橋杭岩(はしぐいいわ)は、和歌山県東牟婁郡串本町にある奇岩群で、吉野熊野国立公園に属し国の名勝や天然記念物の指定も受けている観光名所である。鬮野川(くじのかわ)小字橋杭の海岸から紀伊大島方面へ大小約40の岩が南西一列におよそ850メートルもの長きにわたって連続してそそり立っている。
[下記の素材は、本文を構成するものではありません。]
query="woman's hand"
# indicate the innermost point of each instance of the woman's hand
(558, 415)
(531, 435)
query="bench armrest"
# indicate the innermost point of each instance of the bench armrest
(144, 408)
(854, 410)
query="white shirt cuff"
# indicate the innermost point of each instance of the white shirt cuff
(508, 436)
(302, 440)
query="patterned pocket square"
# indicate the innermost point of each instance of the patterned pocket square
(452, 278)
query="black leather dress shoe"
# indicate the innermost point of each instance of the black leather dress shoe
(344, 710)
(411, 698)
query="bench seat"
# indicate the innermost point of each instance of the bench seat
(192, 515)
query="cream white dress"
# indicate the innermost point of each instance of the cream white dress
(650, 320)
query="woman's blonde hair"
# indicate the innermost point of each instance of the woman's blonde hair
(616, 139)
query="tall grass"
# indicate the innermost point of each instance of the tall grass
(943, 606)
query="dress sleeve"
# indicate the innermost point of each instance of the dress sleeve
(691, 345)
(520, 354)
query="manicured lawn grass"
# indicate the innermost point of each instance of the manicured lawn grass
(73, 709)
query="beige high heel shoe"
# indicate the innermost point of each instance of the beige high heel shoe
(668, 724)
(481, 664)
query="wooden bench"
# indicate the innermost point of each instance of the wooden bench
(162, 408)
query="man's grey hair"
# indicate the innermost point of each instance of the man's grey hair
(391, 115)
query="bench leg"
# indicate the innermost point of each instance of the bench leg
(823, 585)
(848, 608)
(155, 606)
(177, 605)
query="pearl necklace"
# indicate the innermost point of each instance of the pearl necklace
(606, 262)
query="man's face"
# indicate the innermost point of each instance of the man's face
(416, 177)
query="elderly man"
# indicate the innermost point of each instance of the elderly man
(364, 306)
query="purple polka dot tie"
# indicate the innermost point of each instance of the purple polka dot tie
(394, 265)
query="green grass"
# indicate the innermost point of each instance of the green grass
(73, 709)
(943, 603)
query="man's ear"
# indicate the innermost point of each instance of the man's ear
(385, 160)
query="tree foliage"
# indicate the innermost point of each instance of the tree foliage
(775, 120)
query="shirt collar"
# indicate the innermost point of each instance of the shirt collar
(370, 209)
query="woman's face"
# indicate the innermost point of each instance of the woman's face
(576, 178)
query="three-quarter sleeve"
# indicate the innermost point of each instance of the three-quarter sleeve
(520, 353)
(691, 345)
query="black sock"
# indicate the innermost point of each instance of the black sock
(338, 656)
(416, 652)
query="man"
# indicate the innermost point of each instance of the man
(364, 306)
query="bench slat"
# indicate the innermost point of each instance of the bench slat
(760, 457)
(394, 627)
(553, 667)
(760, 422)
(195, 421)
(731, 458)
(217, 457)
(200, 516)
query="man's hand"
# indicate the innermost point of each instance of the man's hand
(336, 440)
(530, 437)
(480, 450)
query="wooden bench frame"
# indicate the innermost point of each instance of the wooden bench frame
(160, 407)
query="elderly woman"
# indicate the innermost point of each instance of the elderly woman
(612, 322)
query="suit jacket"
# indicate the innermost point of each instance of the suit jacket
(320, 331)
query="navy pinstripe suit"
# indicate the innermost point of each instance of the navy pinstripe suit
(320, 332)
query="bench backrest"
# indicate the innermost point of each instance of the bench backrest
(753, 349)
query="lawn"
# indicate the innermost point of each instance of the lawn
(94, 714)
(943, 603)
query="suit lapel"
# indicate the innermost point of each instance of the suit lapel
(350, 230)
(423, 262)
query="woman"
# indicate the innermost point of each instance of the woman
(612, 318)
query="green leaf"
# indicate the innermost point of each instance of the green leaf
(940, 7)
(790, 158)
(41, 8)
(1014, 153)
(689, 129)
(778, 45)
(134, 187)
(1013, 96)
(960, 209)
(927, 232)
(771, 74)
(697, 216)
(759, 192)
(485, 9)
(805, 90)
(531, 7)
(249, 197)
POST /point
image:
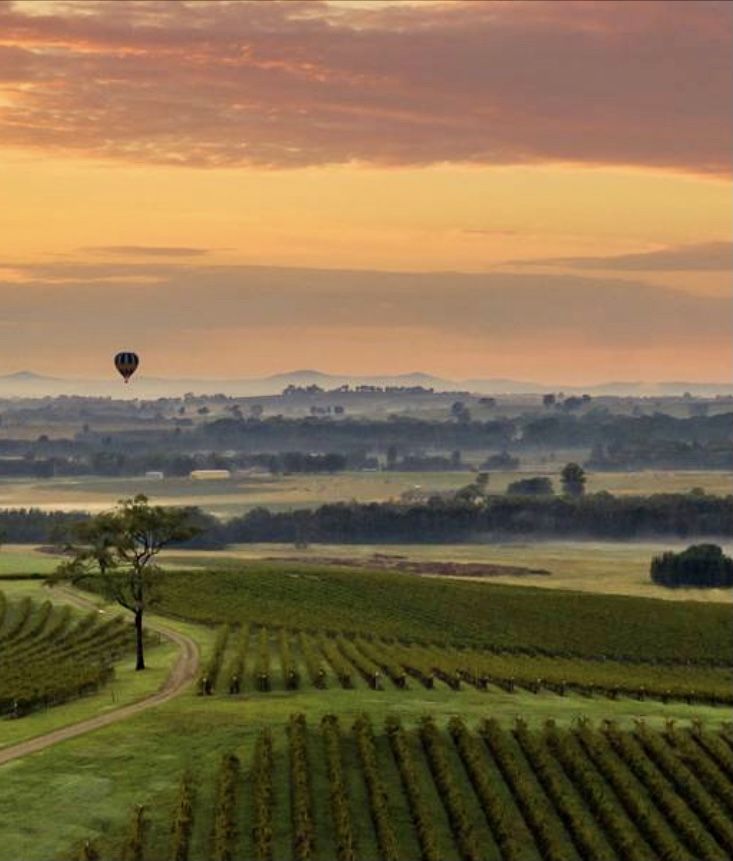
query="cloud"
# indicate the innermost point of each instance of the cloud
(304, 83)
(146, 250)
(159, 299)
(699, 257)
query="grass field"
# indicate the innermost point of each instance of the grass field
(88, 788)
(230, 497)
(126, 686)
(609, 567)
(96, 780)
(436, 609)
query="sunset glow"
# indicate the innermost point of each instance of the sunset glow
(530, 189)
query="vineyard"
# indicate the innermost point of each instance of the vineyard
(353, 790)
(391, 605)
(256, 658)
(49, 656)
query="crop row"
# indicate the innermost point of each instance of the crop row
(46, 660)
(560, 795)
(346, 659)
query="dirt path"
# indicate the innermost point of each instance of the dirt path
(184, 671)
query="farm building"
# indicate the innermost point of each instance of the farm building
(210, 474)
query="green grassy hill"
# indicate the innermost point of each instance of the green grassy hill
(465, 614)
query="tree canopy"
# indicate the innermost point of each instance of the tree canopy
(116, 552)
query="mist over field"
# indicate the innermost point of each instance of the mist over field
(366, 430)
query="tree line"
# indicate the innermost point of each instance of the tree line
(700, 566)
(599, 515)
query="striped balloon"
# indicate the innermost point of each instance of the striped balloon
(126, 364)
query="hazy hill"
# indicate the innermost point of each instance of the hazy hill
(30, 384)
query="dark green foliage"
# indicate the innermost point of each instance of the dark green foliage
(531, 802)
(262, 679)
(587, 794)
(183, 818)
(235, 672)
(571, 810)
(313, 660)
(688, 785)
(225, 817)
(262, 796)
(573, 479)
(637, 804)
(301, 805)
(697, 839)
(421, 815)
(46, 660)
(483, 615)
(134, 846)
(338, 794)
(210, 674)
(597, 795)
(539, 486)
(452, 520)
(502, 823)
(291, 677)
(700, 566)
(378, 804)
(450, 793)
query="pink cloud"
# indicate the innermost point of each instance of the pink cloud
(303, 83)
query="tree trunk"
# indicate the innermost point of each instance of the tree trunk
(140, 665)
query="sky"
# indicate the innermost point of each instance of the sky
(525, 189)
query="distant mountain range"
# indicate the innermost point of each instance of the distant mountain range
(28, 384)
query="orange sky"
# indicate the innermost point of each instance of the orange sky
(555, 175)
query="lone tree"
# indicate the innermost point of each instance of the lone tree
(573, 480)
(704, 566)
(118, 549)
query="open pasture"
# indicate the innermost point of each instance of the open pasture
(393, 605)
(607, 567)
(201, 765)
(227, 498)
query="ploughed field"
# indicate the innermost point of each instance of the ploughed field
(356, 790)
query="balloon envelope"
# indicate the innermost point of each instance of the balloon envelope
(126, 364)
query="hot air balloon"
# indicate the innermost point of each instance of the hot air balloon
(126, 364)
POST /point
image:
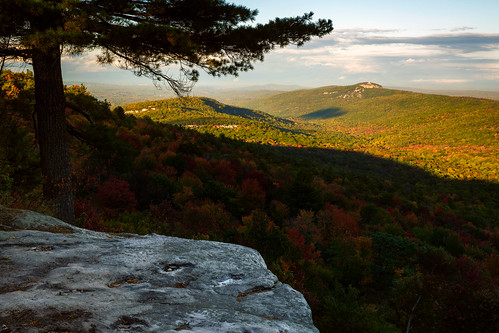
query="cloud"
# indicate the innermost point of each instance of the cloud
(446, 81)
(464, 28)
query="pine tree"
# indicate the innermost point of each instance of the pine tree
(140, 35)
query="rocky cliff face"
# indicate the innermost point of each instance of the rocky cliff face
(57, 278)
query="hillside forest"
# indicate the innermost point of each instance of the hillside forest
(380, 206)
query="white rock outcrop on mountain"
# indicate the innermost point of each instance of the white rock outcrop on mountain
(55, 278)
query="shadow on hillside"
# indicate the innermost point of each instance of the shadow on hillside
(408, 179)
(242, 112)
(323, 114)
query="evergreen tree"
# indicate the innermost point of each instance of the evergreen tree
(139, 35)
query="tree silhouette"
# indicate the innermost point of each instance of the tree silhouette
(140, 35)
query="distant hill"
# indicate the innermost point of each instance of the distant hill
(455, 137)
(209, 115)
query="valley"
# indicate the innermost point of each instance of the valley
(454, 137)
(366, 200)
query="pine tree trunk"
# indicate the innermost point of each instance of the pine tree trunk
(52, 133)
直線上に立ち並ぶ岩の姿が橋の杭のように見えることから橋杭岩と呼ばれ、干潮時には岩の列中ほどに附属する弁天島まで歩いて渡ることができる。なお、弁天島の西側には朱色の鳥居があり、それをくぐると小道があって少し登ると岸壁を背にした祠があり、参拝することができる。また橋杭岩を通して見る朝日はとても美しいと評判で、日本の朝日百選の認定も受けている。

起源をたどると、今から1400万年ほど前、紀伊半島の南部では著しいマグマの活動があり、地表から数百㍍のところへマグマが流れ込み、冷えて固まった結果、岩脈となった。やがてそれが隆起し、風雨や波による浸食を受け、現在のような姿になったという。

橋杭の立岩伝説
弘法大師と天の邪鬼が熊野を旅したときのこと、弘法大師の偉大さに圧倒された天の邪鬼が、本州と大島の間で橋の架け比べをしようと弘法大師へ打診した。一晩という区切りを設け、まずは弘法大師から橋を架け始めた。見る見るうちに巨大な岩を海中に立てる弘法大師の姿に焦りを感じた天の邪鬼は、邪魔をしようと鶏の鳴きまねをし、朝が来たと勘違いした弘法大師が作業を止め立ち去った結果、「橋杭」が今も残っているという伝説で、橋杭岩の名の由来ともいわれる。

名の由来に弘法大師が関係し、弘法大師の偉大さが伝説として受け継がれていることは、熊野というこの土地ならではのものであろう。世界遺産となった熊野古道とともに、吉野熊野国立公園の自然と歴史が織りなす造形美を楽しんでいただきたい。